I will make my point clearer and apologize for not making it clearer above. If we're on the same page about all this, great! If not, boo-- and I'll come back to EnB when a fairer-minded development team opens another server.

If there are plans to create any copyrights with the aim of withholding content (such as story arcs, talk trees, or items) from free community use on their own potential servers, then the above still stands. If there are plans to restrict access to code or content data, or plans to avoid efforts to make code or content data easily available to the community at large, then the above still stands.

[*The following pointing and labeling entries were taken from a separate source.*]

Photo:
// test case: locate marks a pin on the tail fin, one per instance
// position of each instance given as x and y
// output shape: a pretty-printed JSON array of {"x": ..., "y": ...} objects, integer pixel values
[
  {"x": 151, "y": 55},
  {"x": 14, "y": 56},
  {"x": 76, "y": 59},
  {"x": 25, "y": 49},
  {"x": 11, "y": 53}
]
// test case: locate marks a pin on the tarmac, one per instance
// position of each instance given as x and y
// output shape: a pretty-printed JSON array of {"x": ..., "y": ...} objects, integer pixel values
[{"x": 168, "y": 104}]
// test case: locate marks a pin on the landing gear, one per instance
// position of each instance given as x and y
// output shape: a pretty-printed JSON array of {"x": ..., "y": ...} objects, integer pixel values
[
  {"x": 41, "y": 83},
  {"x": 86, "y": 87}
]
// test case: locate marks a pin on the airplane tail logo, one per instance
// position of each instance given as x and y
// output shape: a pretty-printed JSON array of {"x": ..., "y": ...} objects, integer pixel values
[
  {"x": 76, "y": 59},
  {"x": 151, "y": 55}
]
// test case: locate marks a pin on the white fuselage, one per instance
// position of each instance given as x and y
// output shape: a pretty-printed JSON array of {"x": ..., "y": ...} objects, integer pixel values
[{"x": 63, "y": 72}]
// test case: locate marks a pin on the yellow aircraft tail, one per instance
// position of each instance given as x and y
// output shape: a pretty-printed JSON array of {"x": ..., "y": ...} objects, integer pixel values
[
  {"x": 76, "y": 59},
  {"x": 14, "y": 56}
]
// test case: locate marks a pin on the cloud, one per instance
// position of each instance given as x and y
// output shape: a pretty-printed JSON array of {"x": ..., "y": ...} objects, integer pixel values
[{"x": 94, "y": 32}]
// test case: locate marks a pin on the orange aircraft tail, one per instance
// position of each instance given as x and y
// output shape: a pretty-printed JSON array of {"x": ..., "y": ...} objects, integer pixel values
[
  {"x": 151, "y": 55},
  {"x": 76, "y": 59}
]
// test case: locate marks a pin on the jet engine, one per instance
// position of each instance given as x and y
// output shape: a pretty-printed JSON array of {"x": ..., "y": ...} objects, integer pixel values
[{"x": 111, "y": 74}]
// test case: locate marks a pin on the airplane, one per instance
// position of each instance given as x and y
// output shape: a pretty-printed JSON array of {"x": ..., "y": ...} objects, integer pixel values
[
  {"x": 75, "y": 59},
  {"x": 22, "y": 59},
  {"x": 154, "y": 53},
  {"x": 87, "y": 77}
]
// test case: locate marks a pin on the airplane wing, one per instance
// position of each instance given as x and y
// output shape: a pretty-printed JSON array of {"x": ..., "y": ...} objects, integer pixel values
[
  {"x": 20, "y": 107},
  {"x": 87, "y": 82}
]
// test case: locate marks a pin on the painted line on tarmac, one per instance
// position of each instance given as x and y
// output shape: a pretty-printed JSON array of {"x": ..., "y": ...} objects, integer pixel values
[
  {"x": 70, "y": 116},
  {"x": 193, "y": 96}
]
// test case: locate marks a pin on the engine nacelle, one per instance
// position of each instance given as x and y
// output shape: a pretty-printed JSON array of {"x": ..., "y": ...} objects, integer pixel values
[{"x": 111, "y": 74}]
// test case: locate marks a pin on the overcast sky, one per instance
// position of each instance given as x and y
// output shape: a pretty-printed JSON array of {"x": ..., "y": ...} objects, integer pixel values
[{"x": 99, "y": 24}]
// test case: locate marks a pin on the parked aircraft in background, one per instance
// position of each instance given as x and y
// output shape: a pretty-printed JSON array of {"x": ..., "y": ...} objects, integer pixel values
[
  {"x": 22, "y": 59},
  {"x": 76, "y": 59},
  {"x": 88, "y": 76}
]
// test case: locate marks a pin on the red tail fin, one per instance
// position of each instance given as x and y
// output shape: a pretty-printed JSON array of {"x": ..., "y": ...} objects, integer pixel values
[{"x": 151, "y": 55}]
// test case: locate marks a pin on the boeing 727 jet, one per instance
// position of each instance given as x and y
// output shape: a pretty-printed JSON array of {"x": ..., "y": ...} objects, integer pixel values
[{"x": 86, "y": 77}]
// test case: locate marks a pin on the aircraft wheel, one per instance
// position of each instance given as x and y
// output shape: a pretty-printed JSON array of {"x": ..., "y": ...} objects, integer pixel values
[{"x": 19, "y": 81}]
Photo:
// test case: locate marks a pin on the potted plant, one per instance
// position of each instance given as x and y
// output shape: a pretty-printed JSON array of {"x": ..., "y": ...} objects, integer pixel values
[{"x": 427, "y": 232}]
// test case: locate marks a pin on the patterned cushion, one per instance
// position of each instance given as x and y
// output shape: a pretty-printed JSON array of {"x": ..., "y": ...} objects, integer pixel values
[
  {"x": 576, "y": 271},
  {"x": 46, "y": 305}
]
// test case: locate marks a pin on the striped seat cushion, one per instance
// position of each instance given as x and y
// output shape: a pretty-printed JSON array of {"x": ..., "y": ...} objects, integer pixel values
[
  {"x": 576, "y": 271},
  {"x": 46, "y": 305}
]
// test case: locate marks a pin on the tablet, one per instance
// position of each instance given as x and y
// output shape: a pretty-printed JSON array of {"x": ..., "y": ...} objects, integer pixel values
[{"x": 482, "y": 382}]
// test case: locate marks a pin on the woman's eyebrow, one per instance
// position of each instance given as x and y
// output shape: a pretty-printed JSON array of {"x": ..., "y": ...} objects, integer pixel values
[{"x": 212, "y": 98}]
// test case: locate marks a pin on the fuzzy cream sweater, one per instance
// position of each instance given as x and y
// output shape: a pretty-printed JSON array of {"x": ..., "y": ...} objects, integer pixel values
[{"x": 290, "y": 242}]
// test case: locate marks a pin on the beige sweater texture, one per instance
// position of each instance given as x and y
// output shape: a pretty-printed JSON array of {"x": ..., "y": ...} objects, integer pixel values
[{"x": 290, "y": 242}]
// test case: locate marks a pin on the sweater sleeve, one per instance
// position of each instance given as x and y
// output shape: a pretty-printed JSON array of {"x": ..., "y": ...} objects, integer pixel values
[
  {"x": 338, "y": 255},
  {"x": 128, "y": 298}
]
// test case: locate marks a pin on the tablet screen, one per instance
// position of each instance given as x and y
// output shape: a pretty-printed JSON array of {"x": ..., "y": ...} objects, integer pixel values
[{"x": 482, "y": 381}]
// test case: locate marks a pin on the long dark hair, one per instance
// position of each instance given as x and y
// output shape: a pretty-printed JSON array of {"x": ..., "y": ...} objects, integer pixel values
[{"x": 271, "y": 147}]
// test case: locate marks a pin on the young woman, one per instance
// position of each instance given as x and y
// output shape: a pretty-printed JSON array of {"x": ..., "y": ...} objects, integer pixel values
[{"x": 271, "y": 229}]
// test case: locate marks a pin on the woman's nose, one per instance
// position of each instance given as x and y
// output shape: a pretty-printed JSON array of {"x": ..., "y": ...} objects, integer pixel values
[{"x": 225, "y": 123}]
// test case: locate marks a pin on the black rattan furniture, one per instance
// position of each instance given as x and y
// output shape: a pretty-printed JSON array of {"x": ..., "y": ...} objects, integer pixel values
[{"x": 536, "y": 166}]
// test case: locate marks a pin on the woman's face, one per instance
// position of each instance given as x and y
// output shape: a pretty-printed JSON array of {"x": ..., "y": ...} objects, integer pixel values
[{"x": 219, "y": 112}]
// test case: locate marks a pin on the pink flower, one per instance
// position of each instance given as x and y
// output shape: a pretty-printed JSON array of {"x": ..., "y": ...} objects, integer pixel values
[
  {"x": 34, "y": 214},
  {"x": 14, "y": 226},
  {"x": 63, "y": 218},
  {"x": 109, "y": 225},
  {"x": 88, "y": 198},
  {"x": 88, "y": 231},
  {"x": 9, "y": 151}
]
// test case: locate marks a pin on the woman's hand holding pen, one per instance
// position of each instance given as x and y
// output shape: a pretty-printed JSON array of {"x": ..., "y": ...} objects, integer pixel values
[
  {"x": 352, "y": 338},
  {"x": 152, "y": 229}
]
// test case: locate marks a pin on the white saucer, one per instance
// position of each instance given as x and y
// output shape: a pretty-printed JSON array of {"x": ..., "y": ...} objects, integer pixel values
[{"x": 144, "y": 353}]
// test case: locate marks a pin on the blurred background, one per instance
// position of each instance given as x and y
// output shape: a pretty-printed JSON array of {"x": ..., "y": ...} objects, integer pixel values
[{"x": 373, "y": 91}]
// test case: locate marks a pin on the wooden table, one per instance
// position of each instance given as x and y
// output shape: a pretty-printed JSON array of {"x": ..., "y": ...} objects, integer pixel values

The concept of gradually releasing story content data to outside projects has been passed around, the goal being to encourage retention of users on Net-7's server(s). I hope this isn't the case. The success of the project should be based on the merits of the team's efforts, not based on the team's ability to enforce ownership in a way that's really just engineered to keep other developers away from your content.

When it comes to emulators, letting the community have your stuff is the right thing to do, whether you're the only development team on the block, or one team among hundreds. Spend some time at RunUO.com's forums. Thousands of emulator developers sharing each others work is a good thing. It works faster. It works stronger. And it keeps the emulator community decentralized, which has the benefit of making a cease and desist letter useless. Net-7 Entertainment ought to be in a hurry to decentralize the community, rather than putting it off.